Egypt unveils more than 40 ancient mummies from Ptolemaic period
Egypt on Saturday unveiled more than 40 mummies dating back to the Ptolemaic era at a burial site in the centre of the country.
While mummification is mostly associated with ancient Egypt, the practice continued under the kingdom founded by Ptolemy, a successor to Alexander the Great, which lasted from 323 BC to 30 BC.
Ancient Greek rulers reached the height of their power between the conquests of Alexander the Great and the rise of the Roman empire.
Journalists clambered down a ladder and through an underground chamber beneath the sandy soil of Tunah al-Gabal, 260 kilometres (160 miles) south of Cairo, to glimpse the recent finds.
Archaeologist Rami Rasmi told AFP that 12 children and six animals were among the more than 40 mummies, while the rest were adult men and women.

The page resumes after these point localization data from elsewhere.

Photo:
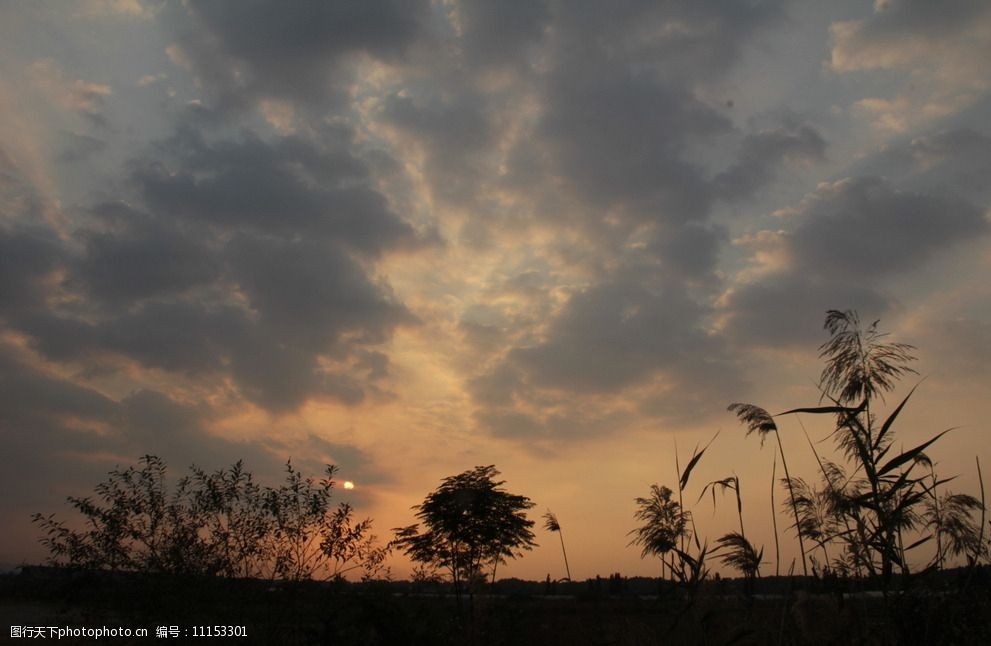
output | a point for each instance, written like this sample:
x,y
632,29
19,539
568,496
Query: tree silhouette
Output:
x,y
664,523
218,523
470,523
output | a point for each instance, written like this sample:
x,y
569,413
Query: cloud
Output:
x,y
940,46
84,98
847,236
498,33
244,52
762,152
137,256
911,33
284,187
862,228
956,160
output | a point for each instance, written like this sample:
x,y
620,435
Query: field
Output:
x,y
954,608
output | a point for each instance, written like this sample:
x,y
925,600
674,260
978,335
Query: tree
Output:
x,y
219,523
664,523
470,523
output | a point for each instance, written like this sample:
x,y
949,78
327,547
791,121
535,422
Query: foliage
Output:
x,y
875,507
664,523
470,523
739,554
220,523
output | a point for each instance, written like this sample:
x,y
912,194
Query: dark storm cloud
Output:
x,y
848,235
607,341
155,287
286,187
495,33
763,152
28,257
956,160
612,335
78,147
863,228
681,38
898,22
328,293
138,256
296,51
787,308
619,137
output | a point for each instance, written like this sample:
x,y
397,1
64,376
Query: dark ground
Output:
x,y
953,608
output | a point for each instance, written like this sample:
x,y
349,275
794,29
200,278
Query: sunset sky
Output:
x,y
410,237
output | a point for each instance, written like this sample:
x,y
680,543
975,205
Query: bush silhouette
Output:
x,y
220,523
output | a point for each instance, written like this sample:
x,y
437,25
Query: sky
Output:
x,y
410,237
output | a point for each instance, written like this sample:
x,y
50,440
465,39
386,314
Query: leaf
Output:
x,y
891,418
909,455
921,541
697,455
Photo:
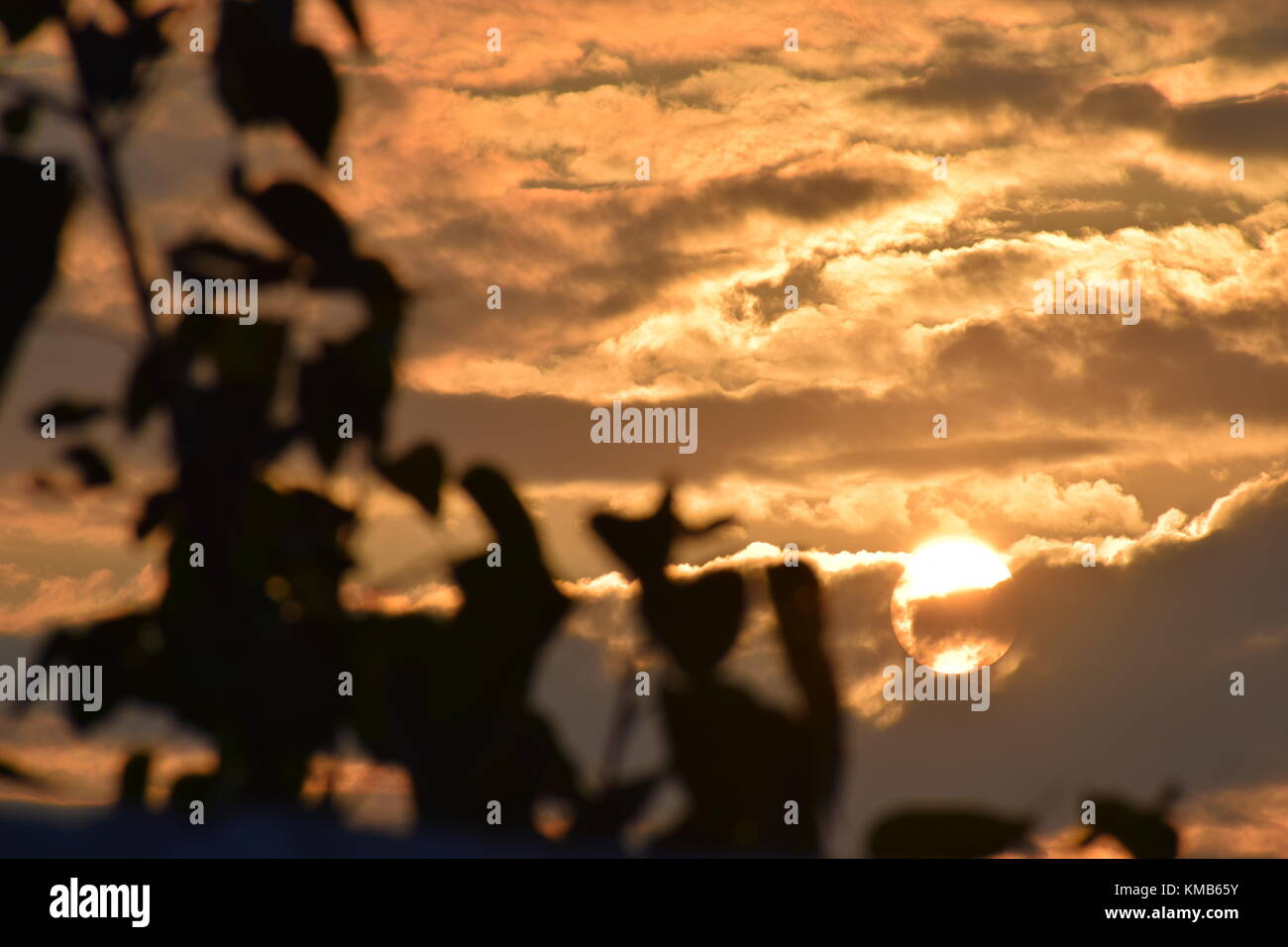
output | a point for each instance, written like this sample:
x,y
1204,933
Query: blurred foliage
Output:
x,y
249,647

The identities of the mummies were still unknown, said Mostafa Waziri, secretary-general of the Supreme Council of Antiquities, according to Reuters.
“We have not found names written in hieroglyphics," he said, adding it was obvious from the mummification method that the individuals whose remains were found had to some extent held important or prestigious positions.
The remains were found laying on the floor or in open clay coffins in the crumbling chamber in Minya governorate.
The Minya graves, discovered during an excavation that started in February last year, are in a communal tomb "probably belonging to a petty bourgeois family," the antiquities ministry said.
Archaeologist Mohamed Ragab said two tombs were discovered nine metres underground and contained more than six rooms.
The presence of mummified pets, mostly dogs, showed how important they were for the dead. "These animals were so dear to their owners that they buried them ... in their tomb," Ragab said.
Shards of pottery and pieces of papyrus found at the site helped researchers to determine its date, Waziri said.
Some of the mummies were found wrapped in linen while others were placed in stone coffins or wooden sarcophagi.